The Environment Protection Agency (EPA) sets tolerance levels for pesticides and other chemicals. Many consumers believe organic produce has less pesticides than conventionally grown produce.
However, according to a review published in Nutrients in January 2020, it’s unclear whether the low levels of pesticides ingested from our diets pose a health threat.
It’s also unclear what health impact the lower levels of pesticides associated with organic diets may have.
“It’s a matter of personal choice,” Farrell Allen says.
Is Organic Produce Better for You?
“This is a complex question because the USDA Organic Program didn’t set out to tell us that organic foods are either safer or more nutrient-dense,” explains Seattle-based registered dietitian, Ginger Hultin, R.D.N., spokesperson for the Academy of Nutrition and Dietetics and owner of Champagne Nutrition.

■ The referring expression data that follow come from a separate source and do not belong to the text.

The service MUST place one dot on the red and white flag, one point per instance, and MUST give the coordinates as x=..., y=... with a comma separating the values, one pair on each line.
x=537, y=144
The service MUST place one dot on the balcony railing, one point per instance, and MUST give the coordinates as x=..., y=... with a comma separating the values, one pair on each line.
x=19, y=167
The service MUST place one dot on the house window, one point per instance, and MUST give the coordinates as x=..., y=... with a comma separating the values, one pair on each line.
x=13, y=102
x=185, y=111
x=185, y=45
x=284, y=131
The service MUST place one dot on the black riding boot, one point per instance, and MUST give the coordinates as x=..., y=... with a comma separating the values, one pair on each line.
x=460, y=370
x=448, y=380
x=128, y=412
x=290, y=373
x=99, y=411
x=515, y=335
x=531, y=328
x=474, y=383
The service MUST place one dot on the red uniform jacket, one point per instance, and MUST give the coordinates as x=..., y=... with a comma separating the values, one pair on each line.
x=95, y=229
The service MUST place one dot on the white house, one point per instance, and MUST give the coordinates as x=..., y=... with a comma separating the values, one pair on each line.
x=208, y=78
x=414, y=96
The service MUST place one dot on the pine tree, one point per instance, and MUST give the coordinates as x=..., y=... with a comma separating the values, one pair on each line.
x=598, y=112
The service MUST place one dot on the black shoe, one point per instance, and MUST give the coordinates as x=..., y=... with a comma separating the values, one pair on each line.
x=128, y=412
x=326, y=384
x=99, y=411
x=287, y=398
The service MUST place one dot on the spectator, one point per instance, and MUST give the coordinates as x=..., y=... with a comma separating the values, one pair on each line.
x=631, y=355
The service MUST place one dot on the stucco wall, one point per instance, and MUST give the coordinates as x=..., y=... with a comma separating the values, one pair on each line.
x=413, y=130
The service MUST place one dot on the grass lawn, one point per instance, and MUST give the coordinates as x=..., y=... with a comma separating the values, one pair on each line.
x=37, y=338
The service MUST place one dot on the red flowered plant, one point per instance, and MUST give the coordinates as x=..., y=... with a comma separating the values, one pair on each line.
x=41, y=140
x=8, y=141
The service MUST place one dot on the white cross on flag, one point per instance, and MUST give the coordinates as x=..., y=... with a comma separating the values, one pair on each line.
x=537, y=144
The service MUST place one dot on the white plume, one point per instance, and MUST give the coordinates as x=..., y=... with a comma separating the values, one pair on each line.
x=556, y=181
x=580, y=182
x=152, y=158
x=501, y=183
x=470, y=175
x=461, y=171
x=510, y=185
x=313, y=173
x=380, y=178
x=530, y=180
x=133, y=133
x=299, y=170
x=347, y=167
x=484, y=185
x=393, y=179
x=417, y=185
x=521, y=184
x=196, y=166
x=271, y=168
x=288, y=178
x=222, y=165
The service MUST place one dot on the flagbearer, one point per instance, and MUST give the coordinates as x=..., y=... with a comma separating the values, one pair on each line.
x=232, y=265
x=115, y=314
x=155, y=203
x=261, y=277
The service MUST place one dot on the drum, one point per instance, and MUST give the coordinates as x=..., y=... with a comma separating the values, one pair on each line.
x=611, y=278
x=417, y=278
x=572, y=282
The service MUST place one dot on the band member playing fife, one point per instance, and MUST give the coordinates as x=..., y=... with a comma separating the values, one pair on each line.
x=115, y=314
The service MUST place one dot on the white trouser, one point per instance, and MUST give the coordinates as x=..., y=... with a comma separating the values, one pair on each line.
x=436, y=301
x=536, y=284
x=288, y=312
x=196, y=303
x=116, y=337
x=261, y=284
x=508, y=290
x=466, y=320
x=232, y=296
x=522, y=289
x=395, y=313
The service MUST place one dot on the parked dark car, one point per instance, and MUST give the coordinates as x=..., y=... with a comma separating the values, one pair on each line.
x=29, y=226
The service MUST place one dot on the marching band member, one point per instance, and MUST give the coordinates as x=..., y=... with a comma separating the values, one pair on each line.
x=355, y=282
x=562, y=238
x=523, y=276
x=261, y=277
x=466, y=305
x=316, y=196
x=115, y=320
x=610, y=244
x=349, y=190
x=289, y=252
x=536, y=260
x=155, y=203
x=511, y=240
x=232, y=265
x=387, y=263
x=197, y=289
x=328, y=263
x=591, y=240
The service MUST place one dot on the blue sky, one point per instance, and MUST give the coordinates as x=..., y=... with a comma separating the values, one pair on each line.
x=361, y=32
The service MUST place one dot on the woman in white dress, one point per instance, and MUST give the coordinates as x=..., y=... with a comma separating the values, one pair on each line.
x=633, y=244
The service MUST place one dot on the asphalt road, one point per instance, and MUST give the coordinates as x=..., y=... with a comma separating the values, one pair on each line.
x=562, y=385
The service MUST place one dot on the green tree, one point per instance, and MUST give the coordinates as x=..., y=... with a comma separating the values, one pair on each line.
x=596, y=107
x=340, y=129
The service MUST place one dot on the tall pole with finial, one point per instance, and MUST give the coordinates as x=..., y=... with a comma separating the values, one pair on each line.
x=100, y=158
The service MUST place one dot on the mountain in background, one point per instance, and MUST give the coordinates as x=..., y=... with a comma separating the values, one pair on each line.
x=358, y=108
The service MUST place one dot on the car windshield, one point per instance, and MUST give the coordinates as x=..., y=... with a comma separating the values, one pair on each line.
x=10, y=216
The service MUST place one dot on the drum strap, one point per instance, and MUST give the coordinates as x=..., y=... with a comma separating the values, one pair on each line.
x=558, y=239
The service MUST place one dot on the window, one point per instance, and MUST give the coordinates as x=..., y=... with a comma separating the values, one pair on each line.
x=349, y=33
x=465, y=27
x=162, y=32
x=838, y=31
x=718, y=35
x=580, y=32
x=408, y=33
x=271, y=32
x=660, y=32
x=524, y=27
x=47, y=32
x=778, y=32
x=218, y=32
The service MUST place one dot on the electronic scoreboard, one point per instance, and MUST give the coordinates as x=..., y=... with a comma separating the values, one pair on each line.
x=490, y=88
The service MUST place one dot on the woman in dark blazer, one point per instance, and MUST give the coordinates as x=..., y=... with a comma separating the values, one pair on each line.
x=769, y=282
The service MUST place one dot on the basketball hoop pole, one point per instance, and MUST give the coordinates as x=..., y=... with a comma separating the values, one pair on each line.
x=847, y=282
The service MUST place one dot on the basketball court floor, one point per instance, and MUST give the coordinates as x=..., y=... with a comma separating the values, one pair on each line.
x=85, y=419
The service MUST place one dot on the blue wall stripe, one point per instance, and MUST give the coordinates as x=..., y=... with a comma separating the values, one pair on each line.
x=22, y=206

“It’s designed to regulate the amount of synthetic pesticides and fertilizers used on the food we eat.”
“The nutrient differences between the two crops is relatively small,” Farrell Allen says.
Furthermore, in the Nutrients review, the study authors concluded that “the current evidence base does not allow a definitive statement on the health benefits of organic dietary intake.”
Hultin adds that nutrition isn’t just about us as individuals.
“It’s also about the health of our farmers and farmworkers, and it’s about the environment,” she says. ”
There is some evidence that organic farming practices could help to reduce pollution, conserve water, use less energy, and even increase the quality and fertility of soil as well as possibly be safer for the humans producing it,” Hutlin explains.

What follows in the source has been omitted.